Transformation of panel count variables with multitude of zero values

kiton

New Member
#1
Hello dear forum members!

For a panel of 1,700 physicians observed from 2009 to 2013, my data includes two variables -- number of favorable(fav) and unfavorable(unf) "keywords" counts, extracted from the online reviews (fav min-0, max 30; unf min-0, max 8). My intention is to use "fav/unf" ratio as an overall "sentiment" (derived from the reviews).

What concerns me is that both fav and unf encounter 40-50% of 0 values (mainly because many reviews are too short or missing at all for a given year), thus resulting in a multitude of missing values, as division by 0 is not defined.

To avoid this, so far I tried the following transformations of favorable and unfavorable: (1) adding +1; (2) recoding 0 into 1; (3) recoding 0 into 0.0001; (4) recoding all values into z-scores. And then divide one by another to create a ratio for the "sentiment".

Each transformation results in “some loss and gain”, with option (1) (i.e., adding +1) seemingly being “the most “ratio-like”. Yet, it also results in loss of information, since 10/10 becomes the same as no counts at all.

Have you ever come across such “transformation” issue?
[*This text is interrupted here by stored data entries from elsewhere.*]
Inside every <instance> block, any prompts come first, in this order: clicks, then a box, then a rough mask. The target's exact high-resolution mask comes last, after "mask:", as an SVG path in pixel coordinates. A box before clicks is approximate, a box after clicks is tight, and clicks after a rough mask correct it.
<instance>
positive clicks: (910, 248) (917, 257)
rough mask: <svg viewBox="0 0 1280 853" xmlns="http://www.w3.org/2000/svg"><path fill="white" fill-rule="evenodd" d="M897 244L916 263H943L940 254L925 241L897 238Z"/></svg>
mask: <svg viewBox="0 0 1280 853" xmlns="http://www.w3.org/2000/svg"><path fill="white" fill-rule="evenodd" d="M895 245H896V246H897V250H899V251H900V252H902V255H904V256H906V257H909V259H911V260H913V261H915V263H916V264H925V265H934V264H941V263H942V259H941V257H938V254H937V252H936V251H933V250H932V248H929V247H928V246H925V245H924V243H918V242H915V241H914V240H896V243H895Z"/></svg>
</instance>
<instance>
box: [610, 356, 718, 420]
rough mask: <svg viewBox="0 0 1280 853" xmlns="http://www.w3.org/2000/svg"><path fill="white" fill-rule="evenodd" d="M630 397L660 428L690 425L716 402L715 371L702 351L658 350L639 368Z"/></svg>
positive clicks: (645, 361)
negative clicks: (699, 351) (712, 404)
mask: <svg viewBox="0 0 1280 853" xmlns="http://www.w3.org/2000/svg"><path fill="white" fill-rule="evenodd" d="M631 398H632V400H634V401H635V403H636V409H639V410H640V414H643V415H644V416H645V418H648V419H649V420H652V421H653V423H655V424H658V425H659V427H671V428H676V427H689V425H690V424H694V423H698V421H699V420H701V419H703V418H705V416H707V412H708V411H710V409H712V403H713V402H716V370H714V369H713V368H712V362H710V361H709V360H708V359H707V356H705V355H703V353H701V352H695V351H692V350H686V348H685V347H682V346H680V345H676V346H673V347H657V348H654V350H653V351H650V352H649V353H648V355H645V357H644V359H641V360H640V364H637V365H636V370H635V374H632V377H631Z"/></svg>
Or may be see a better solution? I would sincerely appreciate any comments and advises of yours.
 
Last edited:

kiton

New Member
#3
Thank you for the suggestion , rogojel. Yet, the two variables of interest are considered as regressors in the study, not dv's.

Additionally on the topic, my further explorations revealed a few studies which used +1 approach. And also (a+b)/(a-b).
 

kiton

New Member
#4
Just an update: It appears that +1 approach is the most preferable (at least in case of my data). The newly created ratio (based on counts >0), includes the majority of the scores (60-70%) as counts, whereas the remaining ones have decimals. Do you think it is a good idea to round the latter up?